Kenya, Nigeria, Tunisia, Indonesia, the Philippines, South Korea and Cuba abstained.
The resolution asked countries that have not yet abolished the death penalty to ensure that it is not “applied arbitrarily or in a discriminatory manner” and that it is not applied against persons with mental or intellectual disabilities and persons below 18 years of age at the time of the commission of the crime, as well as pregnant women. It also condemns the imposition of the death penalty for apostasy, blasphemy and adultery.
“It is unconscionable to think that there are hundreds of millions of people living in States where somebody may be executed simply because of whom they love” said Renato Sabbadini, executive director of The International Lesbian, Gay, Bisexual, Trans and Intersex Association (ILGA). “This is a monumental moment where the international community has publicly highlighted that these horrific laws simply must end.”
The Human Rights Campaign (HRC), reacted to the Trump administration — specifically U.S. Ambassador to the United Nations Nikki Haley — for voting against the resolution.

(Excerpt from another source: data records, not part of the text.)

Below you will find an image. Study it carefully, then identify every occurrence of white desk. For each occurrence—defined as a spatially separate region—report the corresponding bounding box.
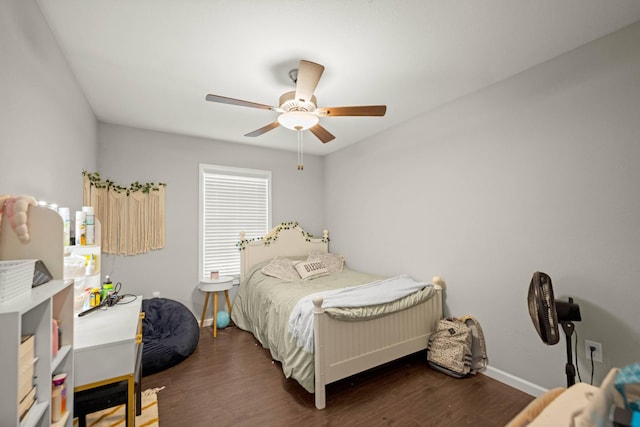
[73,295,142,426]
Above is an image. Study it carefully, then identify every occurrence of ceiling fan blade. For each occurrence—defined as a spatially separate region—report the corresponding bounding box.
[245,120,280,136]
[315,105,387,117]
[309,124,336,144]
[207,94,278,111]
[296,59,324,102]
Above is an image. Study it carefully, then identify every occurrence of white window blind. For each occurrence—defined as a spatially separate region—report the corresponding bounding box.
[199,165,271,278]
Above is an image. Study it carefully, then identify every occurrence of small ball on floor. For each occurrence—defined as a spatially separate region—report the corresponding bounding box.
[216,311,229,329]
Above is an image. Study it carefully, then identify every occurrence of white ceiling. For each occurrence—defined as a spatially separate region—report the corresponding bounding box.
[38,0,640,155]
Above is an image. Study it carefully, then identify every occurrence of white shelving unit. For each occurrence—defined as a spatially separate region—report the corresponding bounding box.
[0,206,74,427]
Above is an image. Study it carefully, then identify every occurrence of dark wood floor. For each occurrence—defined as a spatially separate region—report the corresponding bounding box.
[142,327,533,427]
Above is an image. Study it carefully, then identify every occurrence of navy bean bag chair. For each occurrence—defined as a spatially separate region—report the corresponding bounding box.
[142,298,200,376]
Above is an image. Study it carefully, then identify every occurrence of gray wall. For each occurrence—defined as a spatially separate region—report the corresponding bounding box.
[0,0,97,212]
[98,123,325,318]
[0,0,640,396]
[325,24,640,391]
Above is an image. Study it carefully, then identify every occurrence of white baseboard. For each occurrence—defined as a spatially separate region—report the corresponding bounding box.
[482,366,547,397]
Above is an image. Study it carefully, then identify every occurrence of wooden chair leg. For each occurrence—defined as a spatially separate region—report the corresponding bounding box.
[200,292,209,329]
[224,291,231,316]
[213,292,218,338]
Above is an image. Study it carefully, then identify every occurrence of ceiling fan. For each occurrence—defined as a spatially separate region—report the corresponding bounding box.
[206,60,387,144]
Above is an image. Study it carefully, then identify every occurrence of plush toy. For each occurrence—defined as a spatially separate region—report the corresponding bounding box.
[0,195,36,243]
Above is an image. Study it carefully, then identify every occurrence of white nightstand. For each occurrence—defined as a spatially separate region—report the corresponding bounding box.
[198,276,233,338]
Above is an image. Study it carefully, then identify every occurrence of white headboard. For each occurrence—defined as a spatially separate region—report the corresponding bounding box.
[239,222,329,283]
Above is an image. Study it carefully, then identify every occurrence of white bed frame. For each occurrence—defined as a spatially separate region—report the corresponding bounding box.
[240,225,444,409]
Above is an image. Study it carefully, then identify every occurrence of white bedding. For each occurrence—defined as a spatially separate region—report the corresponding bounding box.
[289,274,433,352]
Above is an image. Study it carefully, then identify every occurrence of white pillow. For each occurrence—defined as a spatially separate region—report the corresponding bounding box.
[307,251,344,273]
[261,257,300,282]
[294,259,329,279]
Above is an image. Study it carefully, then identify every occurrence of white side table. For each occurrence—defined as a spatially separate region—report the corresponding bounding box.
[198,276,233,338]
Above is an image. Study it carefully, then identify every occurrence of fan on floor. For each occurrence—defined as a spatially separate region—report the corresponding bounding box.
[206,60,387,169]
[527,271,582,387]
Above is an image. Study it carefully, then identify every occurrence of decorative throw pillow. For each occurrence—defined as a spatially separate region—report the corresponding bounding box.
[294,259,329,279]
[261,257,300,282]
[307,251,344,273]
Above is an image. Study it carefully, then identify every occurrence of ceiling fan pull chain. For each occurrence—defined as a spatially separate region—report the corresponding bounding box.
[298,129,304,171]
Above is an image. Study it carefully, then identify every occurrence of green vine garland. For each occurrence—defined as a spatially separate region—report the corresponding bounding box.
[236,221,329,251]
[82,170,167,196]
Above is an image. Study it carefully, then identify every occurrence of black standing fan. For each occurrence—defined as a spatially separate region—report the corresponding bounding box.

“Ambassador Haley has failed the LGBTQ community by not standing up against the barbaric use of the death penalty to punish individuals in same-sex relationships,” said Ty Cobb, director of HRC Global. “While the U.N. Human Rights Council took this crucially important step, the Trump/Pence administration failed to show leadership on the world stage by not championing this critical measure. This administration’s blatant disregard for human rights and LGBTQ lives around the world is beyond disgraceful.”
As ILGA’s 2017 State-Sponsored Homophobia report highlights, there are currently six States (eight if we count the parts of Syria and Iraq still occupied by Isis) where the death penalty is implemented for same-sex relations, a further five where it is technically allowed (if not actually invoked), and one where it has not yet been implemented.